Ideally we would have a function that works like slapi_ch_smprintf but smarter. You could pass in a buffer to use, and if the result would overflow that buffer, return malloc'd memory instead. In most cases, filters will be small, so we should allow small fixed size buffers to be used, but we also need to handle the "abnormal" cases (or attacks) where someone is passing a very, very large filter that requires escaping.
1) It's just a coding style issue, but we usually use slapi_ch_free_string to free a string (char ) to avoid cast (void ). We'd like to get rid of cast as much as we can... Also, slapi_ch_free* takes a pointer to NULL. So, we don't need "if (filter_str_ptr)"... 2979 if (new_filter_str) slapi_ch_free((void ) &new_filter_str); 2970 if (filter_str_ptr) slapi_ch_free((void *) &filter_str_ptr);
2) It looks slapi_escape_filter_value has a chance to return NULL. If it occurs, strlen crashes. 539 escaped_filter_val = slapi_escape_filter_value(dn, dn_len); 540 dn_len = strlen(escaped_filter_val);
3) I guess in this function get_substring_filter, val returned from slapi_escape_filter_value is leaked?

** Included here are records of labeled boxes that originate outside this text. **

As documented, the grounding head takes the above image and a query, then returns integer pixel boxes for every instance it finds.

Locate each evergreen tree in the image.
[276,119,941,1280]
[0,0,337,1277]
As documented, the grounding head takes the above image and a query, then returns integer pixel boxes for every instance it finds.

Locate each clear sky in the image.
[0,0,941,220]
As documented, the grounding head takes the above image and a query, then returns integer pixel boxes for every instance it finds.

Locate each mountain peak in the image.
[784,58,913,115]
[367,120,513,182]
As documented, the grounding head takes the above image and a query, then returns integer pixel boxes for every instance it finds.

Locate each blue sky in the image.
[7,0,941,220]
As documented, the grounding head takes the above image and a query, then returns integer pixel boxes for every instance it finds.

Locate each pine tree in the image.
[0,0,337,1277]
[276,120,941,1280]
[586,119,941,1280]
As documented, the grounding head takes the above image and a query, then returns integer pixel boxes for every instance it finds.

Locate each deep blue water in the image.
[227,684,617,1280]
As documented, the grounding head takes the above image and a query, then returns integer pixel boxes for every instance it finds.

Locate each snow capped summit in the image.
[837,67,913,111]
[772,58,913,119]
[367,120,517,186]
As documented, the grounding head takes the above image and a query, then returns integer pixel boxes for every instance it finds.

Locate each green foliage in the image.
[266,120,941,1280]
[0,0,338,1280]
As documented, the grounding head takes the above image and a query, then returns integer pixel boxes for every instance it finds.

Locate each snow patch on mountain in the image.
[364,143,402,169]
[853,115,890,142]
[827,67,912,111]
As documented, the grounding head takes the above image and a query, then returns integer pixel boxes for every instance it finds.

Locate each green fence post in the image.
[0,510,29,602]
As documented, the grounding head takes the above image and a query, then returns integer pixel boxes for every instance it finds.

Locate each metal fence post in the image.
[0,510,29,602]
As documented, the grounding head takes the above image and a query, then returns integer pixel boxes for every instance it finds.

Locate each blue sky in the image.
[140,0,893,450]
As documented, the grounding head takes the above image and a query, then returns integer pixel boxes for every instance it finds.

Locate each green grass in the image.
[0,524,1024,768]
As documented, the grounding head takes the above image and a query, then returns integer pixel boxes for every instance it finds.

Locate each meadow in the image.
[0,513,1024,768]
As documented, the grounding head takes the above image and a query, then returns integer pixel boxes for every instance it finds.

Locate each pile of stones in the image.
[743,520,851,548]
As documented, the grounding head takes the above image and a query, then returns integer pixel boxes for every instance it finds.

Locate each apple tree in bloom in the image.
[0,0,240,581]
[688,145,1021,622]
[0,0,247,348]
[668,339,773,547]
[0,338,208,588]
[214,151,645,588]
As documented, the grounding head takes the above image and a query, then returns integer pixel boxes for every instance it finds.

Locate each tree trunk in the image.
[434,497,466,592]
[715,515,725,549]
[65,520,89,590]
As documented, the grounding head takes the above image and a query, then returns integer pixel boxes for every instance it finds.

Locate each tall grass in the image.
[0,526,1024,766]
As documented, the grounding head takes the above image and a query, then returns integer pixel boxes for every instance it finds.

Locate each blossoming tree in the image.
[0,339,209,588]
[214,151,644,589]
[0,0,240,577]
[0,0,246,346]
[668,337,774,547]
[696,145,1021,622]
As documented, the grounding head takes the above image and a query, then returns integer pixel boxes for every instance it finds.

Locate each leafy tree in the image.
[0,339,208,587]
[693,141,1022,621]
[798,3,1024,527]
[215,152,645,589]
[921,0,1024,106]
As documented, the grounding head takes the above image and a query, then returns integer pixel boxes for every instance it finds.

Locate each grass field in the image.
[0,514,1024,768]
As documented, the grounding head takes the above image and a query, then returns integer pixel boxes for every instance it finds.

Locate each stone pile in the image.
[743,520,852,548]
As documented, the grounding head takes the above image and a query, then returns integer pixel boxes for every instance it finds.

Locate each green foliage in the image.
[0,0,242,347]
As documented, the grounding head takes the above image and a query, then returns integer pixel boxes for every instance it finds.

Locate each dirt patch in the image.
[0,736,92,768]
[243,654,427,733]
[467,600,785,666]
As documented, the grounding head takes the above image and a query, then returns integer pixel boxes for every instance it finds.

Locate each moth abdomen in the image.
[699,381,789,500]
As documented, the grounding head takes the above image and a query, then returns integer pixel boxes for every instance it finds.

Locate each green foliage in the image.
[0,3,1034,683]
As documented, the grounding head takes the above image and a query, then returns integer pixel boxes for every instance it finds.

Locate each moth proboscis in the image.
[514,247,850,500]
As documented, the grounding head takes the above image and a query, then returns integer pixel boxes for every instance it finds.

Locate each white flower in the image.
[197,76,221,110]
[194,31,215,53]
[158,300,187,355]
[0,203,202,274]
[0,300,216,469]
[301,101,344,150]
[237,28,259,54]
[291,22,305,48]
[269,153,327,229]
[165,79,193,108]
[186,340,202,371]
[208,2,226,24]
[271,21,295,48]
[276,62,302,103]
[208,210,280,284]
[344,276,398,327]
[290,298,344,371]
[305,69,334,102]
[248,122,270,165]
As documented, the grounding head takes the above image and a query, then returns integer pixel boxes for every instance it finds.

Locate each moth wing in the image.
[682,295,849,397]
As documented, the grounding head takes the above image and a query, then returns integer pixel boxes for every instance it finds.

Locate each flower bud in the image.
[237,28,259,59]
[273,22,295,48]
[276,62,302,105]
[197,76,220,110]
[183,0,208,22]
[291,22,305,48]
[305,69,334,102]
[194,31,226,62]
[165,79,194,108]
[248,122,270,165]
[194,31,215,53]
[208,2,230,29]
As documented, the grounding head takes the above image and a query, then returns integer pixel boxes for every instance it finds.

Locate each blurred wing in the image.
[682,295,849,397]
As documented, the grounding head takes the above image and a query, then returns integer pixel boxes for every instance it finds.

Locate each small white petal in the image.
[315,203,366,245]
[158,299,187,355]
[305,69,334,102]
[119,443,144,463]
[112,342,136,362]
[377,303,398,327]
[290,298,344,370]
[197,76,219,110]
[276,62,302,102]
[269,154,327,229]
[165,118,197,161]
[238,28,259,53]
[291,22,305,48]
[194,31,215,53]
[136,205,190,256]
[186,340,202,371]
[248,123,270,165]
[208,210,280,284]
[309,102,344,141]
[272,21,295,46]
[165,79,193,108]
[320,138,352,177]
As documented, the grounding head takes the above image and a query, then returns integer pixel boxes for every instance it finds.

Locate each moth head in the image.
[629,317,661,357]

4) I'm just curious. Why these values are string instead of an integer value? 3577 #define ESC_NEXT_VAL "ESC__NEXT__VAL" 3578 #define NORM_NEXT_VAL "NORM__NEXT__VAL" 3579 #define ESC_AND_NORM_NEXT_VAL "ESC__AND__NORM__NEXT__VAL"
Can it be like this?
escaped_val = slapi_filter_sprintf("cn=%d%s", ESC_NEXT_VAL, value);
If it's possible, comparing 2 integer values would be easier/faster than comparing 2 strings... if (strcmp(val, ESC_NEXT_VAL) == 0){
5) slapi_sdn_get_dn returns normalized DN. In addition to it, slapi_sdn_get_ndn converts upper case chars to lower case. We have to call slapi_sdn_get_dn since we don't want to lose the case information in the DN values. 595 value->bv.bv_val = slapi_ch_strdup(slapi_sdn_get_dn(sdn)); 595 value->bv.bv_val = slapi_ch_strdup(slapi_sdn_get_ndn(sdn));
Replying to [comment:6 nhosoi]:
No problem.
I'll check this out.
I'll look into this.
4) I'm just curious. Why these values are string instead of an integer value? 3577 #define ESC_NEXT_VAL "ESC__NEXT__VAL" 3578 #define NORM_NEXT_VAL "NORM__NEXT__VAL" 3579 #define ESC_AND_NORM_NEXT_VAL "ESC__AND__NORM__NEXT__VAL" Can it be like this? define ESC_NEXT_VAL 1 escaped_val = slapi_filter_sprintf("cn=%d%s", ESC_NEXT_VAL, value); If it's possible, comparing 2 integer values would be easier/faster than comparing 2 strings... if (strcmp(val, ESC_NEXT_VAL) == 0){
Great idea, I'll work on this.
In my testing, the value was NEVER normalized until I changed this to use the "ndn" function. This was because the sdn did not have the normalized dn in its struct(its NULL). So are you saying if the slapi_DN doesn't have the normalized dn in its structure, or just return the unnormalized dn? In effect we don't normalize anything, we only return a normalized DN if one exists. I thought Rich wanted to "normalize" a value, maybe not.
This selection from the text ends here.